Si, en fonction des scénarios de course, des conditions météorologiques et des évolutions dans le matériel ou le revêtement des ascensions, il est délicat de confronter telle ou telle performance, leur observation à grande échelle – sur l’intégralité du parcours de la Grande Boucle, par exemple, et sur une dizaine de coureurs – a permis à Frédéric Portoleau de mettre en évidence des ruptures dans les performances après l’arrivée de l’EPO dans les pelotons (au début des années 1990) ou après la mise en place du passeport biologique.

Ici, nous vous proposons une approche plus ludique de ces calculs, avec les performances mesurées de cinq grands favoris du Tour de France : Christopher Froome, Romain Bardet, Richie Porte, Alberto Contador et Nairo Quintana. Soit 328 performances mesurées sur 60 courses différentes.

Un ordre d’idées plutôt qu’une preuve scientifique

Vous pourrez ainsi retrouver les performances les plus importantes en termes de puissance de chacun de ces coureurs, et vous faire une idée de leur évolution.

On observe ainsi, par exemple, que Romain Bardet a progressé avec le temps, particulièrement sur l’ascension de cols dont la longueur est moyenne. On remarque aussi que celui qui s’en sort le mieux parmi nos six coureurs dans les longues ascensions, Nairo Quintana et ses 1,67 m, est loin devant les autres dès lors que la durée d’une ascension est supérieure à trente-cinq minutes.

En se penchant sur les performances d’Alberto Contador, on se rend compte qu’il peine à retrouver sa forme de ses Tours d’Espagne victorieux de 2012 et 2014. Même si ses performances sont encore très honorables, il demeure efficace essentiellement sur les ascensions courtes.

Nous avons volontairement distingué les efforts de quinze à vingt-cinq minutes (pour une ascension courte), ceux d’une demi-heure environ et ceux de plus de quarante minutes. En effet, il est plus difficile de maintenir une puissance élevée pendant une heure que pendant vingt minutes. Sauf à ne pas rouler à l’eau claire…

Marge d’erreur

Souvent critiqués au sein du peloton, ses calculs, expliqués ici, sont étonnamment fiables lorsqu’on les compare avec ceux des capteurs de puissance mis en ligne par le fabricant SRM ou sur le réseau social Strava : leur marge d’erreur n’est pas supérieure à celle des instituts de sondage. Il l’évalue lui-même à 3 %.

L’une des faiblesses des calculs, que Frédéric Portoleau admet, est la méconnaissance du poids exact des coureurs le jour même, en fin d’étape. Il faut se contenter des données publiques. Pour le rapport poids/puissance, présenté ici, il estime donc la marge d’erreur à 5 %.

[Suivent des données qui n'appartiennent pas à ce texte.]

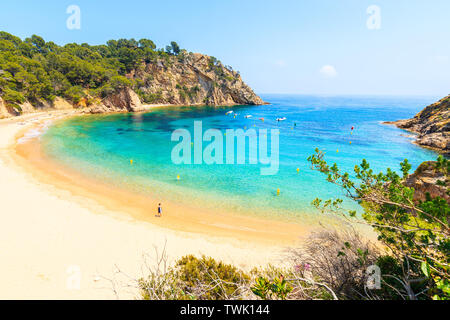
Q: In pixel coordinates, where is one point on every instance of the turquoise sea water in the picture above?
(101, 146)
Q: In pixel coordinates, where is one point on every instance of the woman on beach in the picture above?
(159, 210)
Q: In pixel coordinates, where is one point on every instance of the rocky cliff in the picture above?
(432, 125)
(192, 78)
(186, 79)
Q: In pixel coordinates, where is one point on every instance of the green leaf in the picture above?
(425, 269)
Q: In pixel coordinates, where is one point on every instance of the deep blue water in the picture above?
(102, 146)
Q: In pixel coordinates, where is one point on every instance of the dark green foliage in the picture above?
(35, 70)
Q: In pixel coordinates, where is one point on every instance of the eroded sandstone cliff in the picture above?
(185, 79)
(432, 125)
(432, 178)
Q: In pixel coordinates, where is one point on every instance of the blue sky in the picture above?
(283, 46)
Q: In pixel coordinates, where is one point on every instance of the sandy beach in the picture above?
(57, 226)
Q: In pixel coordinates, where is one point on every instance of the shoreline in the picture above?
(62, 224)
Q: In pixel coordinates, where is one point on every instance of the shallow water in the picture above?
(102, 146)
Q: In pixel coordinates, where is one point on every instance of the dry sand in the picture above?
(57, 227)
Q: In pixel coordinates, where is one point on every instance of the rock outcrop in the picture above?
(186, 79)
(192, 79)
(429, 178)
(126, 100)
(432, 125)
(3, 111)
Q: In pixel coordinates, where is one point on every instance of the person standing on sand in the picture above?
(159, 210)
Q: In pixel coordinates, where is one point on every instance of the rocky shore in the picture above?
(432, 125)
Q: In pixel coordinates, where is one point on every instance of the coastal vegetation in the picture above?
(413, 257)
(116, 76)
(37, 70)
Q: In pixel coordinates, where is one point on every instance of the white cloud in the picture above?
(328, 71)
(441, 59)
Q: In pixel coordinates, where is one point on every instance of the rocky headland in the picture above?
(432, 126)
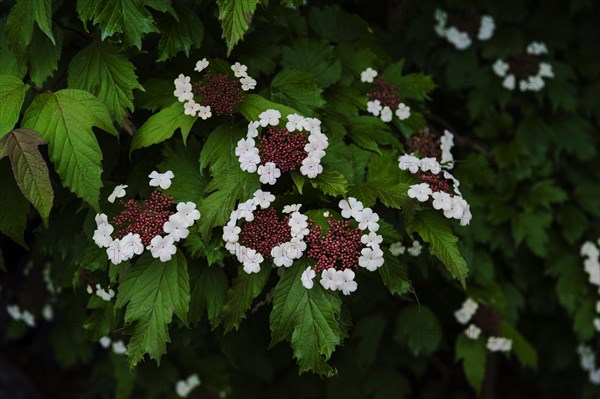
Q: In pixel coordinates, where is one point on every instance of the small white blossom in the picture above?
(368, 75)
(307, 278)
(161, 179)
(374, 107)
(201, 65)
(118, 192)
(420, 191)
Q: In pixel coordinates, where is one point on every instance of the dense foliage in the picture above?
(87, 104)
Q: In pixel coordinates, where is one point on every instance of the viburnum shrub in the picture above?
(301, 199)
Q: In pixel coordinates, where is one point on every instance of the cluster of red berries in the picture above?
(265, 232)
(387, 93)
(436, 182)
(523, 65)
(283, 148)
(340, 243)
(425, 144)
(144, 218)
(220, 92)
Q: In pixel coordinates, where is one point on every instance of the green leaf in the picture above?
(308, 318)
(394, 275)
(179, 35)
(418, 328)
(473, 353)
(152, 291)
(235, 17)
(208, 295)
(13, 207)
(29, 168)
(435, 229)
(65, 119)
(12, 95)
(246, 287)
(20, 22)
(104, 71)
(118, 16)
(162, 125)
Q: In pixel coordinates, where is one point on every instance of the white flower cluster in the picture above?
(17, 314)
(183, 88)
(283, 254)
(398, 248)
(376, 109)
(118, 347)
(184, 387)
(371, 256)
(248, 154)
(591, 265)
(533, 82)
(462, 40)
(587, 360)
(453, 206)
(161, 247)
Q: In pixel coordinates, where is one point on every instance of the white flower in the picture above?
(101, 219)
(163, 248)
(102, 236)
(269, 117)
(176, 227)
(269, 173)
(403, 111)
(367, 219)
(460, 40)
(204, 112)
(263, 198)
(119, 348)
(201, 65)
(473, 332)
(442, 200)
(248, 83)
(346, 281)
(371, 258)
(245, 210)
(415, 250)
(546, 70)
(231, 233)
(118, 192)
(397, 248)
(351, 207)
(420, 191)
(191, 108)
(374, 107)
(368, 75)
(509, 82)
(295, 121)
(430, 164)
(188, 211)
(486, 28)
(253, 129)
(410, 162)
(371, 239)
(386, 114)
(499, 344)
(311, 167)
(161, 179)
(245, 146)
(291, 208)
(307, 278)
(104, 342)
(239, 70)
(329, 279)
(500, 67)
(537, 48)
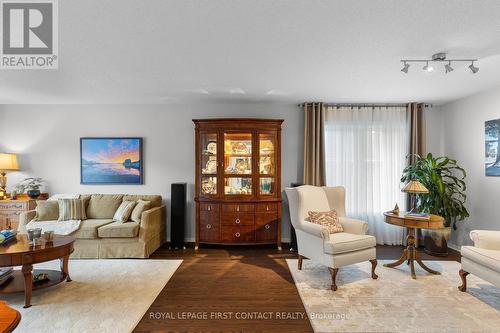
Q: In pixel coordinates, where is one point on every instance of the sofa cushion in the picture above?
(345, 242)
(140, 207)
(88, 228)
(155, 199)
(123, 212)
(72, 209)
(46, 210)
(103, 206)
(488, 258)
(119, 230)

Frédéric Portoleau a été rejoint dans sa passion des mesures de puissance par d’autres scientifiques (finlandais, sud-africain ou américain), qui publient et analysent les données sur les réseaux sociaux et sur leurs blogs.

Les leadeurs du peloton ne publient pas leurs données de puissance, avançant des raisons de confidentialité. Thibaut Pinot avait fait exception en début de carrière, dans le cadre d’un article scientifique publié par ses entraîneurs Frédéric Grappe et Julien Pinot sur l’évolution du « profil de puissance record » (puissance maximale développée sur des durées données) du Français de 2008 à 2013.